From October 1915 to the end of November 1918, the British Salonika Force suffered some 2,800 deaths in action, 1,400 from wounds, and 4,200 from sickness. The campaign afforded few successes for the Allies, and none of any importance until the last two months. The action of the Commonwealth force was hampered throughout by widespread and unavoidable sickness and by continual diplomatic and personal differences with neutrals or Allies. On one front there was a wide malarial river valley and on the other, difficult mountain ranges, and many of the roads and railways it required had to be specially constructed.

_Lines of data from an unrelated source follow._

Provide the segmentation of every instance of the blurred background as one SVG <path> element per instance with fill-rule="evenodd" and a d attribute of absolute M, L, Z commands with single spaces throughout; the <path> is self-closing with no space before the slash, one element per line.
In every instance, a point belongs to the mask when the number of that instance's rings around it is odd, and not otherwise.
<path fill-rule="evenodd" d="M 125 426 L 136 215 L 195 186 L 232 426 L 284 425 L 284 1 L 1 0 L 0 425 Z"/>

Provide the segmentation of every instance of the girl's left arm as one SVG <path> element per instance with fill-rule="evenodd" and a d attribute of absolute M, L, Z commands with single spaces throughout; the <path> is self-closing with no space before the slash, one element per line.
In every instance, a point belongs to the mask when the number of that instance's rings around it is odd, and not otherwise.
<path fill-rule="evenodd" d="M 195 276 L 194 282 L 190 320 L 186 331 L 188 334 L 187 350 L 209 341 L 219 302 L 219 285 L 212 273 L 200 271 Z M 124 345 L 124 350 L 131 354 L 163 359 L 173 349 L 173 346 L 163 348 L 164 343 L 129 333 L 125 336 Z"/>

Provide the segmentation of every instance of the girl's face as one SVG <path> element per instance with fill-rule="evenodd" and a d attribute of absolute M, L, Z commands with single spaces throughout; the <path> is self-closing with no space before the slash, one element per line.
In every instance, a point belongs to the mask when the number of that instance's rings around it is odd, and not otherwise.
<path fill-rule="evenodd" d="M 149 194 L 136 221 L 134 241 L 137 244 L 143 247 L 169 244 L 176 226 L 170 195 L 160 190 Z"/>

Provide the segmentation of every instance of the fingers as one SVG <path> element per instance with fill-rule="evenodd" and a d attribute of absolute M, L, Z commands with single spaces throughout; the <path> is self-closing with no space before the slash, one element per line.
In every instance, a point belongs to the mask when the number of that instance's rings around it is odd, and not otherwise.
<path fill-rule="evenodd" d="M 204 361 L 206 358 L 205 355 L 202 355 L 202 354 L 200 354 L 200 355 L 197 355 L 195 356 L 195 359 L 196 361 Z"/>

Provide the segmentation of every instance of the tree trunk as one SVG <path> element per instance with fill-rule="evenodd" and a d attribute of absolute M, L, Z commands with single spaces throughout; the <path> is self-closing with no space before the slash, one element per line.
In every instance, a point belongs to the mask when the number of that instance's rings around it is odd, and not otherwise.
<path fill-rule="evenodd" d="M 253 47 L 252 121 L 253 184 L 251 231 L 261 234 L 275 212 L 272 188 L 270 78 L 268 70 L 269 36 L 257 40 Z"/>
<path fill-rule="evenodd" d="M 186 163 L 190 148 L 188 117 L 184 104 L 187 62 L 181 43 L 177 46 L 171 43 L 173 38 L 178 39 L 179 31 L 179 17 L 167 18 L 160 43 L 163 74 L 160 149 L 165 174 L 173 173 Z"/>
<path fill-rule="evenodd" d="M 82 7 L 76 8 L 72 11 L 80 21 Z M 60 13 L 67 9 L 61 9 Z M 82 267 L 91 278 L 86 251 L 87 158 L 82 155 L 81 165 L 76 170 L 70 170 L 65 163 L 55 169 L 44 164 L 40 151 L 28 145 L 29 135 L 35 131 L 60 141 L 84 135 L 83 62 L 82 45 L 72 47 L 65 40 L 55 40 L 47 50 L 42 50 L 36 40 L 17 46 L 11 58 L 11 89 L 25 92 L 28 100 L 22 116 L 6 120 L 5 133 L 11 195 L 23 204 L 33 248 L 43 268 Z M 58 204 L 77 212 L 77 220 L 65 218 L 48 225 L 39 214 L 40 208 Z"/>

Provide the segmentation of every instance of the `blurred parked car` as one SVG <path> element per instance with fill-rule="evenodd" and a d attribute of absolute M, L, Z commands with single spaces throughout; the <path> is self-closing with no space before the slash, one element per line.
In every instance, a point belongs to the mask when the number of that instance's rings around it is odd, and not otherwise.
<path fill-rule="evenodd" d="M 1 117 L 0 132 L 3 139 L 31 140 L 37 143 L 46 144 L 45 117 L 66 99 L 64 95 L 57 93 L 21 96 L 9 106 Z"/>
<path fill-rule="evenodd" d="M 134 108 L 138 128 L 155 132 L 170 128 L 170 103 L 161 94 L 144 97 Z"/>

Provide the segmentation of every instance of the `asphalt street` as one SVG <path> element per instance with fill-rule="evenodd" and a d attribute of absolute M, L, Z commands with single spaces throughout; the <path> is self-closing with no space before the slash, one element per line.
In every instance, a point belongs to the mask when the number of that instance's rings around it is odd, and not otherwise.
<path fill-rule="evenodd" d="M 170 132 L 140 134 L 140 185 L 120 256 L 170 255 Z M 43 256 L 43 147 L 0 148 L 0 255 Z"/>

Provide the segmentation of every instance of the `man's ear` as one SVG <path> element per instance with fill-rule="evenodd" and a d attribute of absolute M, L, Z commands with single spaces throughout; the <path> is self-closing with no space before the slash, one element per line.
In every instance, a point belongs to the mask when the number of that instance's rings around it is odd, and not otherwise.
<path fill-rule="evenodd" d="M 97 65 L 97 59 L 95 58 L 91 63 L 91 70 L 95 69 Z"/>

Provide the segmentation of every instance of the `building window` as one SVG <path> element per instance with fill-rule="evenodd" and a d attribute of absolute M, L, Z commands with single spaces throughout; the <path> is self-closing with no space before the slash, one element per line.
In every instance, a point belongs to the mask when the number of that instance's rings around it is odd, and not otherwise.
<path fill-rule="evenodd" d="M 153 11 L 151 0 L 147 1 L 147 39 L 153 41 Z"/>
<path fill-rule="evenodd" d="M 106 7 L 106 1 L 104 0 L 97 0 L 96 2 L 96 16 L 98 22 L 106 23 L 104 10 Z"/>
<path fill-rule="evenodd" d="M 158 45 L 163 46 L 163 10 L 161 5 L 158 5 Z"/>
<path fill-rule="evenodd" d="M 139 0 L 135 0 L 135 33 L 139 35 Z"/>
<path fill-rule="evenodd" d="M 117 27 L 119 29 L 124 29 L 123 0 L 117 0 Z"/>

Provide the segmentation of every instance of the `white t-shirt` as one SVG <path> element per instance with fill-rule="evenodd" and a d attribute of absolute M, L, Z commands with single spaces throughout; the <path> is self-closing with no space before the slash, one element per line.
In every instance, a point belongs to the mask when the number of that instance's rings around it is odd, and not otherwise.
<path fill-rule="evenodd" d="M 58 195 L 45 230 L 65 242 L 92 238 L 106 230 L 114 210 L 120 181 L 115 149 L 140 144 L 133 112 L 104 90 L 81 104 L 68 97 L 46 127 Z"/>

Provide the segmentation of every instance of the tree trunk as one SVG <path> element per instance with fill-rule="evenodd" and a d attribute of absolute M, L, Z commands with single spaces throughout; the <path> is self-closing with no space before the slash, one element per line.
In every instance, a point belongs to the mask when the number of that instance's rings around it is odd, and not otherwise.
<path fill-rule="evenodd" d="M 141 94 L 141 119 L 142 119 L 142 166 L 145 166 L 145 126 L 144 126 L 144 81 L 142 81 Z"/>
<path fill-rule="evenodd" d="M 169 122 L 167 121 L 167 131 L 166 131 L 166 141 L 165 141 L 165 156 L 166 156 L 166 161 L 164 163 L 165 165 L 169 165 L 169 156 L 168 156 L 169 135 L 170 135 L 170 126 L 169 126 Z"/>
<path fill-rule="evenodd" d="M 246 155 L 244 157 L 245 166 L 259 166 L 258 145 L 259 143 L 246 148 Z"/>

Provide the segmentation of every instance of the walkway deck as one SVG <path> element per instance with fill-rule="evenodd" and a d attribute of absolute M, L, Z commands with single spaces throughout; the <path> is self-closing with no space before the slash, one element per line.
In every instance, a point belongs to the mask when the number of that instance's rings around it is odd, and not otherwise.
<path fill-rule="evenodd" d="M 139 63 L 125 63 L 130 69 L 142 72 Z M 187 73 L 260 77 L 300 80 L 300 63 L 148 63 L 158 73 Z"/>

At that time, the Indian army had one of the only two units of Mountain Artillery in the British Army. Mules were used to transport the guns. In addition to their tasks on the cannons, the Indian Mountain Gunners had to handle and care for large numbers of animals, used not just to move the cannons, but also to move everything they owned and needed in the field. The mountain gunners had to walk whenever the animals carried their burdens. Sometimes the terrain was not suitable for animals carrying heavy loads and the Indian Mountain Gunners had to manhandle their guns up into precarious positions on hill and cliff tops as well as into and behind the front line trenches, where their animals couldn't go, to provide their very effective fire.

As we came away, we were struck by the thought that this corner of the Balkans had seen the tides of history ebb and flow – from Philip of Macedonia and his son Alexander the Great, to the recent convulsions of the break up of Yugoslavia. Indian servicemen had indeed played their role in Salonika, Gallipoli, and in Europe, in both the Great wars.